As the digital phantom was developed using discretized intensities and isotropic voxels, no preprocessing is needed. While most of the radiomics software programs allow modular computing, LIFEx and CaPTk are rigid and preprocessing cannot be skipped. To address this problem, specific parameters of voxel interpolation and intensity discretization are assigned to remove their respective contribution. Expected spacing size is needed to specify for interpolation. Spacing size 2.0 2.0 2.0 mm, which is identical to the original spacing, is set for voxel interpolation because we expect the spacing not to change. For intensity discretization, LIFEx use fixed bin width approach with equal to 1 and CaPTk use fixed bin number approach with equal to 6. Similar to the setting for interpolation, we expect both of these settings for discretization do not change voxel intensities. In this study, five basic statistic features are chosen to compare mean, median, minimum, maximum discretized intensity and discretized intensity range across the different software, after intensity discretization to reveal basic properties of intensity distribution which has been used to evaluate the different software.

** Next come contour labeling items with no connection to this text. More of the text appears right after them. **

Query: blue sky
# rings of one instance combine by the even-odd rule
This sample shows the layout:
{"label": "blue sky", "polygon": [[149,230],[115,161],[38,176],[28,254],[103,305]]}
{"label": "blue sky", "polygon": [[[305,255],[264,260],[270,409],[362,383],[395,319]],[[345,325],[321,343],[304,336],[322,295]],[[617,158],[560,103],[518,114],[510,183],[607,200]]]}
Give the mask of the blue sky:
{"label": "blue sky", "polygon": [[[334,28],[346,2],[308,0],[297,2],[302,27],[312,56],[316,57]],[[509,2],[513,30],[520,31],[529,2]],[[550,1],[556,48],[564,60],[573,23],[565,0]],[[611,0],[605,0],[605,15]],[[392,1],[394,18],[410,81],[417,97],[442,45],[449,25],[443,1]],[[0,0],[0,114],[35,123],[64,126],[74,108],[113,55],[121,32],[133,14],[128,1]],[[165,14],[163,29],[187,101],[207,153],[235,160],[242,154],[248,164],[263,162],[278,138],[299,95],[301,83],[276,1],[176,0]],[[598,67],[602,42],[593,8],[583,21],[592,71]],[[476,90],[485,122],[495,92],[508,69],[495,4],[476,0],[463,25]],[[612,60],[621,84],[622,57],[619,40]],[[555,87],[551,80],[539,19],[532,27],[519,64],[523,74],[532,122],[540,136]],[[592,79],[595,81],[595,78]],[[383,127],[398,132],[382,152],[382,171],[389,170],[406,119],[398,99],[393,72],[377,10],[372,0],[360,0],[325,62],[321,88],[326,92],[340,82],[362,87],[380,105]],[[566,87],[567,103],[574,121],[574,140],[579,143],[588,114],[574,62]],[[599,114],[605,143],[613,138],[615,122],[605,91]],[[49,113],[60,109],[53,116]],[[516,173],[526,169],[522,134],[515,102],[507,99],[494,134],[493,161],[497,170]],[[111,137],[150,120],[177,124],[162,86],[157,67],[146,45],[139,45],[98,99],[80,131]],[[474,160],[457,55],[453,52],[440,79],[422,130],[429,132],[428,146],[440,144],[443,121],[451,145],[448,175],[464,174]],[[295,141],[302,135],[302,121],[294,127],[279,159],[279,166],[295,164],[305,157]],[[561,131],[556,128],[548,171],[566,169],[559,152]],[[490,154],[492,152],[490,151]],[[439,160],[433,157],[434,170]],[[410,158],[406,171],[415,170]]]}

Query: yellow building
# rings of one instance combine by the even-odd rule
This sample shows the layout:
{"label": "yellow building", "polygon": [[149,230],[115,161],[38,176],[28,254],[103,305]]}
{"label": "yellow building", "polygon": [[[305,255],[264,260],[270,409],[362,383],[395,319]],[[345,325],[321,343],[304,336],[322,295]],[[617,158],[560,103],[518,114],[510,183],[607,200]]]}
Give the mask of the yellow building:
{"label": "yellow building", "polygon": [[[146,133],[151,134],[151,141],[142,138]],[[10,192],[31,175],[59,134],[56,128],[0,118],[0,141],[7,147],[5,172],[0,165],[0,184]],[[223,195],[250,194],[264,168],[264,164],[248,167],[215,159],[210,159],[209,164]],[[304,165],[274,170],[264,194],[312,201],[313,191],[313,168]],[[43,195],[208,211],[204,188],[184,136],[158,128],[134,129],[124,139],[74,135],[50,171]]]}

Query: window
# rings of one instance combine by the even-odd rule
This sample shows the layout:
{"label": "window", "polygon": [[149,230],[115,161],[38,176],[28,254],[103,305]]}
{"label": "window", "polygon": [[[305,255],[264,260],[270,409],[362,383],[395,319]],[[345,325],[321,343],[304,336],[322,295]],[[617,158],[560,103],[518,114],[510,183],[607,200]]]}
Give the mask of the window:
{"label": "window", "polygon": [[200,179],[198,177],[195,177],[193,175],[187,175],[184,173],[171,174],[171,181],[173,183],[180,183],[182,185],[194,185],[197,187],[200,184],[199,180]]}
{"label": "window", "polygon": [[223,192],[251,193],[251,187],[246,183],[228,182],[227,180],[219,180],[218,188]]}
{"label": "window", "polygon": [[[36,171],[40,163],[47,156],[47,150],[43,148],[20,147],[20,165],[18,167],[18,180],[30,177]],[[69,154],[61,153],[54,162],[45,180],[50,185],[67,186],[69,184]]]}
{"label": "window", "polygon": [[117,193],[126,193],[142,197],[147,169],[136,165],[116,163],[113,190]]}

Feature computation is the next step after either voxel interpolation or intensity discretization (Fig. (a)a). For non-morphology features, the feature values are directly calculated from the 3D volume data. Morphology features, however, by definition, are defined under polygon meshing representation, leading to a two-stage computation workflow (Fig. (b)b). Image volume data is first transformed to meshing representation, then morphology features are calculated based on it.
Table 5 showsshows the parameters in each step of computation. To minimize the effect of different parameters and generalize the results, parameter settings are designed to maintain the highest consistency. For GLCM, GLRLM, GLSZM, GLDZM, NGTDM and NGLDM features, voxel neighborhoods are measured along all possible direction/angle in 3-Dimensional (3D) space, which mean that a central voxel has 26 neighbors. The distance between the central voxel and the neighbor voxel is set as 1 by default. As each direction can generate one GLCM and GLRLM by definition, feature aggregation should be used to summarize feature values from all directions. In general, the information of features from multiple directions are summarized in two different ways. LIFEx averages the features over 26 directions, while the other software programs compute the features after merging matrices from all directions.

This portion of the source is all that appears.